Em abril, Rosemary se irritou com as cobranças de Paulo por celeridade e enviou a ele um correio eletrônico que tinha como assunto “Cobranças sem fundamento!”. “Não gostei nem um pouco de suas cobranças. O que não está andando, além da Anac?”, diz a então chefe de gabinete da Presidência. “Eu sim estou aguardando questões sem solução. Meus pedidos são em número maior mas muito pequenos em relação aos seus! Tenha paciência.”
Paulo responde ao e-mail em menos de 40 minutos, prestando conta sobre os pedidos de Rosemary que estariam em atraso, ponto a ponto. E tenta contemporizar: “A minha simpatia e carinho por você passa à margem de quaisquer troca de favores. É de natureza pessoal. Trata-se de amiga muito querida.” Dois dias antes, em troca de mensagens com seu irmão, Paulo alertou Rubens sobre o apetite de Rosemary. Segundo ele, seria preciso "abafar a pedição de dinheiro", pois a amiga seria "uma máquina de gastar.”

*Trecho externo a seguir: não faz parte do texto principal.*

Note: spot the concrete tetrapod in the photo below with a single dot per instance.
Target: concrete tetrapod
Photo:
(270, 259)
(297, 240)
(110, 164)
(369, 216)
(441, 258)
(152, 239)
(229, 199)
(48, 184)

Em junho, Paulo presta explicações a Rosemary sobre a demora em atender, mais uma vez, um pedido dela. “Suas solicitações – são determinações – em face da amizade e da gratidão que tenho por você.” Entre os presentes oferecidos por Paulo a Rosemary estão um cruzeiro marítimo com show dos sertanejos Bruno e Marrone e o pagamento de uma cirurgia.